Он – христианин в силу той способности к самоотвержению, которая составляет как бы основу его нравственной природы. Революция – враг христианства! Антихристианское настроение есть душа Революции».
Сам Господь сказал 20 веков назад просто о нас и о судьбе погибшей Российской империи (и судьба эта вовсе еще не завершена):
«Всякое царство, разделившееся само в себе, опустеет; и всякий город или дом, разделившийся сам в себе, не устоит» (Мф. 12: 25).
Мы – слышим? Мы – видим? Мы – понимаем?
Что же касается автора, то он глубоко верующий человек.

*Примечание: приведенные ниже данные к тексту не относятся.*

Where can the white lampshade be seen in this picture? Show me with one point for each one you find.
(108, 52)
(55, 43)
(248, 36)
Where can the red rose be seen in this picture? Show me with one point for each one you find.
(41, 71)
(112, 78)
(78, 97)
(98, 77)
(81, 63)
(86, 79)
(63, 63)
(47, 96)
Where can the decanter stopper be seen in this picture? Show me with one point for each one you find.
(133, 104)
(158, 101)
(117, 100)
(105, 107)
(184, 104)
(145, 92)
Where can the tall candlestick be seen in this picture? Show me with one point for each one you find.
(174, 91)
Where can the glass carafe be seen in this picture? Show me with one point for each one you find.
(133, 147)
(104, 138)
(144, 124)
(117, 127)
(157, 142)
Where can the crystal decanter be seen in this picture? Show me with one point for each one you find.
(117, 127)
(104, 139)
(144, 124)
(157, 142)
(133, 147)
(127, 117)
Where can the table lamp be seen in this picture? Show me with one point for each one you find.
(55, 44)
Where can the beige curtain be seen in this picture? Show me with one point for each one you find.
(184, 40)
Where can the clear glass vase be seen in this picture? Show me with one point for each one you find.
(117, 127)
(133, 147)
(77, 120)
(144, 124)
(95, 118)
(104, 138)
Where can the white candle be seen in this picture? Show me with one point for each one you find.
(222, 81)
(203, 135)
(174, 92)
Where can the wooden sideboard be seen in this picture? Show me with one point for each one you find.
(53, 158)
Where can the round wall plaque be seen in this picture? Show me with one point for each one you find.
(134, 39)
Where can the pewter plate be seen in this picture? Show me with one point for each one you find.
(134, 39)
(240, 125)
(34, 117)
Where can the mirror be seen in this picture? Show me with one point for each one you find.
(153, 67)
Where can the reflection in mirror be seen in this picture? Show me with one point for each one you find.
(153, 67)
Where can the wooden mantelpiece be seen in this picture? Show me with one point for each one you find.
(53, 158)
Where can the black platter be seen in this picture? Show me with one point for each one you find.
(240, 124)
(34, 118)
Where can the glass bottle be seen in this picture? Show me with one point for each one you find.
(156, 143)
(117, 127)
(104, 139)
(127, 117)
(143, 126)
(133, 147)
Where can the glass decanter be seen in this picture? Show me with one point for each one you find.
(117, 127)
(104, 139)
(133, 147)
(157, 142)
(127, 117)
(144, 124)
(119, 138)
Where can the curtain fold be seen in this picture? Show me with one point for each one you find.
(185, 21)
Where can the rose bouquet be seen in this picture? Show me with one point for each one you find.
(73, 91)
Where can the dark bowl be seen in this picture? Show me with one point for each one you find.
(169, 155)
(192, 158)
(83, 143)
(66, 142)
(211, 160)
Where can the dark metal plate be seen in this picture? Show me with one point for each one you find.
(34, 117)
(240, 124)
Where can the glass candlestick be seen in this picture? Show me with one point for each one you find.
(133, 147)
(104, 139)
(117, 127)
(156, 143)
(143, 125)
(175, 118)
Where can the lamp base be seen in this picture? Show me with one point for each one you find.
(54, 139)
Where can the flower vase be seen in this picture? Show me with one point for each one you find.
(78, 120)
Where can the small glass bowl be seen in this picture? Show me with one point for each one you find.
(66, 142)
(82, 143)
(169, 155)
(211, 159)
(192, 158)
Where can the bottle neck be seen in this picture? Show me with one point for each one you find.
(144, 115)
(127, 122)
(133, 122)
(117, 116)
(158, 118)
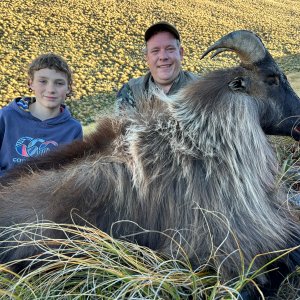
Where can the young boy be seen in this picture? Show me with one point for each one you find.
(32, 126)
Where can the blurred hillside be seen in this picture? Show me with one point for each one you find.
(102, 39)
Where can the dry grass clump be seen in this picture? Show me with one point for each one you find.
(89, 264)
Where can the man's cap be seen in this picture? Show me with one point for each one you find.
(159, 27)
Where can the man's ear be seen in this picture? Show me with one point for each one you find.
(181, 51)
(239, 84)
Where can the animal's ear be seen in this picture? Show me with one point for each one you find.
(238, 84)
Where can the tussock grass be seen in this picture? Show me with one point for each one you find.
(89, 264)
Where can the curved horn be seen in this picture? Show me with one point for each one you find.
(246, 44)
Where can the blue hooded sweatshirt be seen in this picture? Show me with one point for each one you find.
(23, 135)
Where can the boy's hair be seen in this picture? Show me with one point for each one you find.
(51, 61)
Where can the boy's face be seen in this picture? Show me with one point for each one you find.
(50, 88)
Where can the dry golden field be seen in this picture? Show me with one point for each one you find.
(102, 39)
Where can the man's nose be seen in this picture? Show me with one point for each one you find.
(163, 55)
(51, 87)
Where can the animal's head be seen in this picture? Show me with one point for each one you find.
(261, 78)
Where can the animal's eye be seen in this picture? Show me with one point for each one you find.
(272, 80)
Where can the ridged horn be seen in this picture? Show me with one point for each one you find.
(246, 44)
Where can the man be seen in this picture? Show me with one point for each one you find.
(163, 54)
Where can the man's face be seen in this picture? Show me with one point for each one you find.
(164, 57)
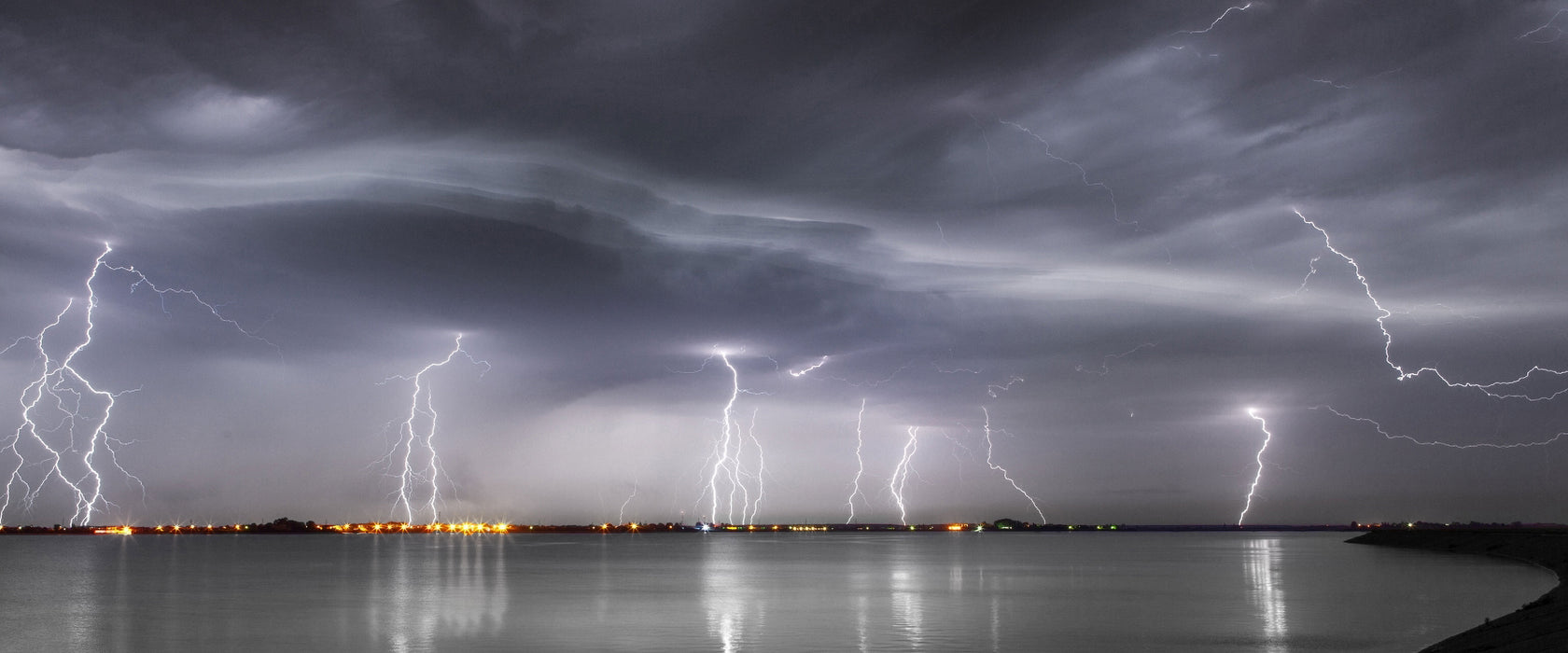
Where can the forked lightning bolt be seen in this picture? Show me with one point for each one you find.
(860, 463)
(53, 412)
(726, 456)
(1215, 21)
(1479, 445)
(1259, 458)
(416, 445)
(901, 475)
(994, 467)
(1496, 389)
(1115, 210)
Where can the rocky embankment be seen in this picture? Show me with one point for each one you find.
(1540, 625)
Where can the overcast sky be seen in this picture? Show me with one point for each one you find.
(1076, 219)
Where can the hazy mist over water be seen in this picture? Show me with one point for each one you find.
(921, 590)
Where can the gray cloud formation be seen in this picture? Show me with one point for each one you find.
(940, 198)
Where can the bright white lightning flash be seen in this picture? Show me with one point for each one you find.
(901, 475)
(994, 467)
(53, 412)
(728, 468)
(1259, 458)
(860, 463)
(1556, 32)
(1215, 21)
(620, 517)
(1104, 360)
(1480, 445)
(1496, 389)
(1388, 341)
(1115, 210)
(417, 438)
(813, 367)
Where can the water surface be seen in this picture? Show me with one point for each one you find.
(769, 592)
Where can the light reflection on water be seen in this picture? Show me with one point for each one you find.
(728, 592)
(1263, 575)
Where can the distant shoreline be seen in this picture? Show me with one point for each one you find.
(1540, 625)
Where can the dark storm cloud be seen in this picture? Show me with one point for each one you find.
(1079, 216)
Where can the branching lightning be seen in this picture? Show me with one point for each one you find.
(620, 517)
(1479, 445)
(901, 475)
(860, 463)
(1498, 389)
(1115, 210)
(417, 438)
(1215, 21)
(804, 371)
(1556, 35)
(1259, 458)
(994, 467)
(53, 412)
(1104, 360)
(728, 467)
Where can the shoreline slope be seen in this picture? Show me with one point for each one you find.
(1540, 625)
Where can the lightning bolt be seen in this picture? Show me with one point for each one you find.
(1215, 21)
(1259, 458)
(726, 456)
(1482, 445)
(417, 434)
(994, 467)
(1498, 389)
(1104, 360)
(1115, 212)
(901, 475)
(813, 367)
(60, 390)
(1547, 25)
(620, 517)
(860, 463)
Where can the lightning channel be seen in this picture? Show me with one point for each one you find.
(53, 414)
(1104, 360)
(860, 463)
(1259, 458)
(416, 445)
(1479, 445)
(901, 475)
(989, 448)
(1496, 389)
(1558, 32)
(1215, 21)
(1115, 210)
(809, 368)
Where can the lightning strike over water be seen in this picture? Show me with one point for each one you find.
(416, 436)
(994, 467)
(860, 463)
(1479, 445)
(1115, 210)
(901, 475)
(620, 517)
(1259, 458)
(1496, 389)
(53, 412)
(1104, 360)
(728, 467)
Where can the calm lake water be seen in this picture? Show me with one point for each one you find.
(774, 592)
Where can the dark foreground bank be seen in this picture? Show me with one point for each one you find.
(1540, 625)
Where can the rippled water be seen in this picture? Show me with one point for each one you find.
(779, 592)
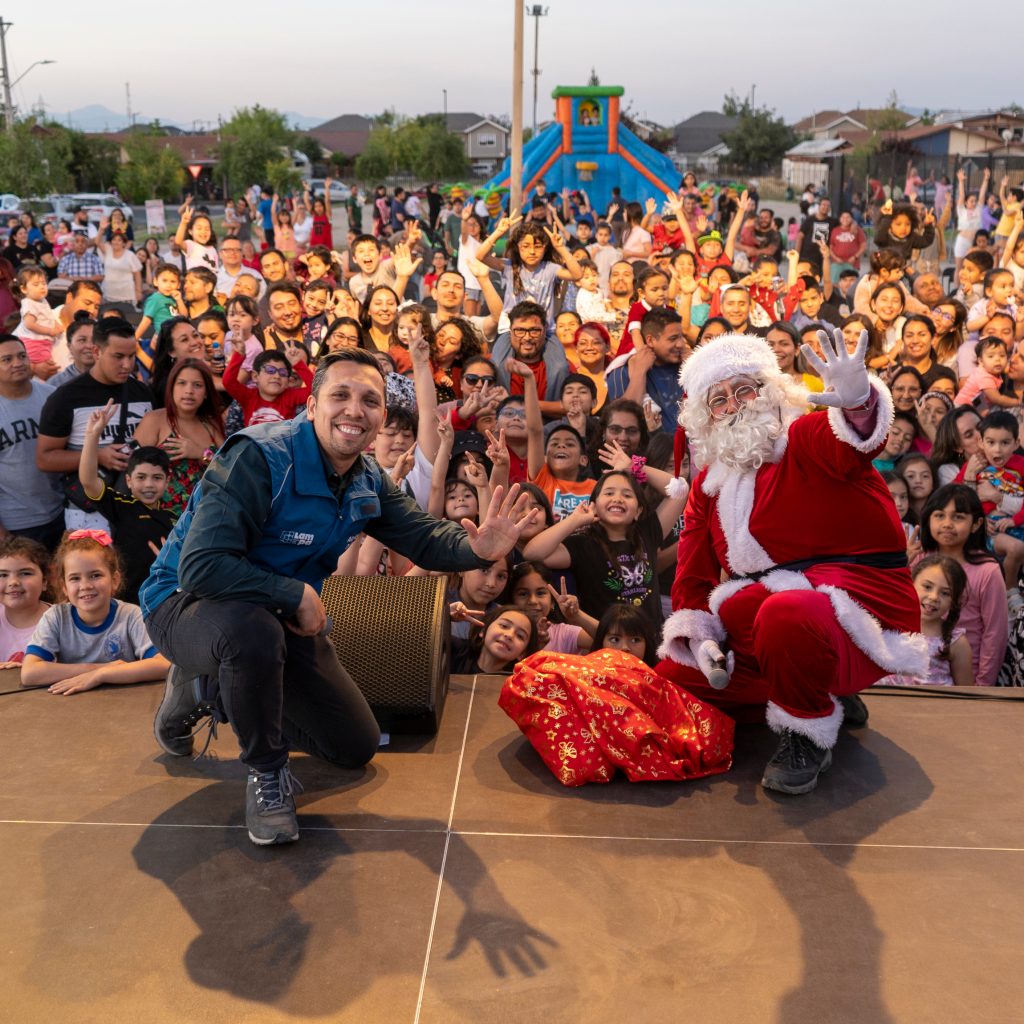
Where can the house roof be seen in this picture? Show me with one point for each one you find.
(822, 120)
(349, 143)
(189, 148)
(345, 122)
(461, 123)
(701, 131)
(818, 147)
(818, 120)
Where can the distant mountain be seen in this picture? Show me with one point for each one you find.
(95, 117)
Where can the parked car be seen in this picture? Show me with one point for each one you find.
(99, 205)
(339, 190)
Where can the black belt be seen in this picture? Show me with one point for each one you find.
(873, 559)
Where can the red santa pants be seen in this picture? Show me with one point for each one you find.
(790, 649)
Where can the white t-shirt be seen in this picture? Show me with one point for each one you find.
(119, 281)
(39, 308)
(302, 231)
(467, 251)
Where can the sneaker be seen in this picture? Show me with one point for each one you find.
(796, 766)
(180, 711)
(270, 806)
(854, 711)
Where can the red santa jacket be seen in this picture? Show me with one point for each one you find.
(820, 497)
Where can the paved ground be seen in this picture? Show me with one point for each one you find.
(456, 881)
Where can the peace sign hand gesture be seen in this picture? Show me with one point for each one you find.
(845, 374)
(567, 603)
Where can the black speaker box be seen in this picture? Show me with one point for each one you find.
(392, 635)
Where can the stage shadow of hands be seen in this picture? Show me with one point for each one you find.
(503, 938)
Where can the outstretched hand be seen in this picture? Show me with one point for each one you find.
(844, 373)
(501, 527)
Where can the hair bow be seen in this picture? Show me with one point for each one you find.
(99, 536)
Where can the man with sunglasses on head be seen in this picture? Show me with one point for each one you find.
(527, 342)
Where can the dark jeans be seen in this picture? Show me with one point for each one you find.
(279, 689)
(48, 535)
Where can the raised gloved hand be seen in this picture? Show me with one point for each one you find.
(716, 666)
(844, 374)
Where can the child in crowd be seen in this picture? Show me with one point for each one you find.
(652, 291)
(560, 625)
(39, 325)
(138, 523)
(272, 398)
(972, 275)
(915, 471)
(196, 239)
(952, 523)
(164, 303)
(996, 464)
(25, 567)
(984, 385)
(538, 258)
(91, 639)
(474, 593)
(625, 628)
(243, 318)
(611, 544)
(592, 306)
(999, 288)
(941, 586)
(507, 635)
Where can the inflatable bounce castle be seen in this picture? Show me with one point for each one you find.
(589, 147)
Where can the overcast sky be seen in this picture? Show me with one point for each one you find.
(324, 58)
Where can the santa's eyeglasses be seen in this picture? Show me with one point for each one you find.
(723, 403)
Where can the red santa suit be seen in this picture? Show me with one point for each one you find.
(803, 621)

Лично мне Исповедные росписи очень помогли в генеалогическом исследовании.
Арсений, ИР - не "лакмусовая бумажка, свидетельствовавшая о коренном неблагополучии церковного устроения синодального периода", а неисполнимый и никому не интересный чиновничий циркуляр. Один из десятков тысяч.
Вы наделяете церковных прихожан начала ХХ века той степенью рефлексии, которой они не обладали. В то время люди легко смирялись с младенческой смертностью, а вы носитесь с какими-то ИР. Они слов-то таких не выговаривали. Вся эта канонада - отцеживание комаров (фарисеями:). Удачи! С вами интересно.
На мой взгляд, исповедные росписи в той же степени влияли на революцию, в какой на нее влиял пресловутый взмах крыла пресловутой бабочки в бассейне реки Амазонки. Вот и получилась бузина :) Не обижайтесь, мил человек.
На мой взгляд, автор пытается с помощью архивных материалов выяснить причину катастрофы, которую пережила наша страна. Конечно вырванный из контекста отрывок не может передать всей остроты произведения.
Но хотелось бы увидеть серьёзную статью, в которой анализировались бы причины всеобщей секуляризации на благополучном Западе. Там ведь не было большевиков, репрессий, хрущёвских гонений, а древние храмы переоборудуют под спортзалы, пивбары, мечети. Может быть, капитализм для христианской веры враг более страшный, чем большевики?